Sunday, January 21, 2007

The web's next trick: to disappear?



Am in Munich at the DLD Conference and will try to do some posts from what is shaping up to be an interesting - and heavily oversubscribed - event. One of the comments in the opening future-orientated session (by Caterina Fake) alluded to the concept that I've been mulling over a while. She said we're going to see the end of the web as we know it - in short (my summary of her comment) a shift away from the traditional PC experience, and portals in particular, towards more modular web-services broken up and delivered to the user in whatever way is convenient to them, whether it's on the mobile, the TV or wherever. Conversation then moved on, but this idea of a disappearing web seems worth exploring. In a nutshell, I guess it refers to mobilization of the access layer with 'deportalization' at the services layer. This stuff is bread and butter for most Mobile2.0 advocates, and visionaries such as Rajesh Jain, but I'd interested to hear about how others have structured this, and whether these elements hang together.

This is a story about enabling innovation at the services level, rather than the display level. It would suggest that AJAX, gorgeous multi-touch UIs and the browser itself are less important than figuring out how to get semantic, federated data working on any internet accessible device. And, while it's an impressive technological feat that we have a fully featured, best in class web browser on our devices, this line of thought would make that mute.

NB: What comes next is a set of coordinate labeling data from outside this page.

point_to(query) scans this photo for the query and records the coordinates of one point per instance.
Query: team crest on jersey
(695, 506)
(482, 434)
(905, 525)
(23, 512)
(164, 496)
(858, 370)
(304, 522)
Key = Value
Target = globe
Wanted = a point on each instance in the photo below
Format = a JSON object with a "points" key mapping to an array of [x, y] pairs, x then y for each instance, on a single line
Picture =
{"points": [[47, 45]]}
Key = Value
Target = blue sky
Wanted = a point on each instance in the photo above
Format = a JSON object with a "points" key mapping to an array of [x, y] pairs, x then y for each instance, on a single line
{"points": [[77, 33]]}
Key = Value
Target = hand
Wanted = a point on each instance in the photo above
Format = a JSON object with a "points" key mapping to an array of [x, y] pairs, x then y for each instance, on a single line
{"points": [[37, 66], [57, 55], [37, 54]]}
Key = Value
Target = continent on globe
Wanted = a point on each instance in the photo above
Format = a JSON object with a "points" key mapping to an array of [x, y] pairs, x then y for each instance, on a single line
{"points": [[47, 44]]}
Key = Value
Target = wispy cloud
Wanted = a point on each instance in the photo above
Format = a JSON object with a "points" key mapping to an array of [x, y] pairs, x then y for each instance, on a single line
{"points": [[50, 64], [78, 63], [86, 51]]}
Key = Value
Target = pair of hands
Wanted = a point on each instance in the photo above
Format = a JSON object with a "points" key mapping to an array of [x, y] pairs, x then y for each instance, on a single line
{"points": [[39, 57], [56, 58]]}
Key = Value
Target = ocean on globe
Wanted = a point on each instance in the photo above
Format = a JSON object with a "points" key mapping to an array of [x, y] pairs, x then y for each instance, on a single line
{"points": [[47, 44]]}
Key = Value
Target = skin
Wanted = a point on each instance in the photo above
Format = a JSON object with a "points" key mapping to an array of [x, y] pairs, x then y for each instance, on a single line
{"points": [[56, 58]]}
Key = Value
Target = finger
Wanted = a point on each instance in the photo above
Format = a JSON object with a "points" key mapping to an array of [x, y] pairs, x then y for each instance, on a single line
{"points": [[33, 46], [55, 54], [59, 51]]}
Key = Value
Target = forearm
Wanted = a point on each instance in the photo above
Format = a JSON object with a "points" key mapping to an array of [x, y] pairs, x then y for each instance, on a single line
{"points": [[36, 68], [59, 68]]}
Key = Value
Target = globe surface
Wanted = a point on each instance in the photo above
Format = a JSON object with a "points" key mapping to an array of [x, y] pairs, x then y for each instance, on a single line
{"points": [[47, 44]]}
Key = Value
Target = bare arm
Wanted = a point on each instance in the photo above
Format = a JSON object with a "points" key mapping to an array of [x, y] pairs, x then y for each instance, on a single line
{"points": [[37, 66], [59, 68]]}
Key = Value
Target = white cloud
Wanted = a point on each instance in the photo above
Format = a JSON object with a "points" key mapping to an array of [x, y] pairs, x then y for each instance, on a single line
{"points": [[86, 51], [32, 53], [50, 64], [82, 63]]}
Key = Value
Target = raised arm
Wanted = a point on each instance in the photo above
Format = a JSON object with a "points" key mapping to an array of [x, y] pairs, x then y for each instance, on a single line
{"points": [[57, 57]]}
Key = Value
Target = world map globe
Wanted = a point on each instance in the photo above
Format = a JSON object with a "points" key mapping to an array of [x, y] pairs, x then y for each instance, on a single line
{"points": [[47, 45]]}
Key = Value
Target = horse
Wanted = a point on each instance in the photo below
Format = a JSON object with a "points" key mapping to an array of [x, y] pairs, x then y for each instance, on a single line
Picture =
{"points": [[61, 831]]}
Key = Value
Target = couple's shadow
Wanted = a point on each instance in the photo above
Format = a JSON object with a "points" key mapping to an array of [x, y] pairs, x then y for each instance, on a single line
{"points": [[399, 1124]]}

Of course we need to offer the best experience of browsing today's old 2-dimensional web pages, but this would be just 'hygiene'; context rather than core. The disappearing web is a fragmented, modular, data-centric place, in which RSS and widgets rules supreme. Btw this post from the ever-sharp software abstractions blog has more about RSS aggregation and filtering, deportalization and semantic web as top disruptive technologies for 2007.

I would like to think that we could do away with the browser alltogether and the need to navigate portals on either the mobile or PC, because it is a fairly clumsy analogy of a reference library. Please technologists, don't ask me to dive into a strange other dimension that you call the web but looks to me like just links. I want the web to wrap itself around me, a warm blanket of comforting connectivity. And like all good blankets, I want it to be seamless, easy to understand, effective at simply delivering what it promises, and no sharp, bulky edges.

Hence my frustration with people who ask me how on earth a mobile device with a small screen can possibly be an effective Internet device. Gosh darnit, if the next version of the web was any good, you wouldn't even need a screen. I don't want the distractions and infinite choices presented to me by services that abdicate their ability to serve, constantly nagging at me for my input to dumb questions that it really should have the answers to already. I want answers to problems that I either have or am about to have, delivered as pure signal, no noise. I want my phone to buzz silently when I'm in a meeting to indicate that the London flat I've been looking for comes on the market at the right price. I want it to send a painful electric shock when I'm about to eat that sticky donut that, according to my health-care provider who knows my medical and consumption history, will prove fatal with 99% probability given my current heart condition. I want a very subtle glowing icon to indicate that one of my trusted contacts is driving past my house on the way to the airport, meaning I could save a £50 taxi fare by hitching a ride. None of these involve big screens; just smart signals delivered in a multi-sensory way that makes sense to the particular context. All of these require interoperability at the data layer (the semantic stuff), but it's the business and social interoperability (getting companies to open their processes, and for consumers to trust them) that's the harder task. These require a realization that human experiences and the applications and services that serve them live in three dimensions. And the data from these three dimensions deliver vastly more opportunities for service innovation, rendering many of today's 2-dimensional portal-based web experiences outdated, if not redundant.

1 comment:

Anonymous said...

Agree some good analogies. Although the web is relatively nascent there are already some preconceived ideas that can create barriers to innovation and experimentation. People shouldn't concentrate on the strengths & weaknesses of competing technologies or the channel mechanism. Instead they should focus on people and their needs and whether there is a business or social case, in creating a new way of fulfilling those needs. As the article points out saving £50 through lift sharing is most rationale people's goal rather than accessing a social community to view real time location based vehicular data. The web isn't a panacea though one of many tools that we can apply to improve the way we lead our lives.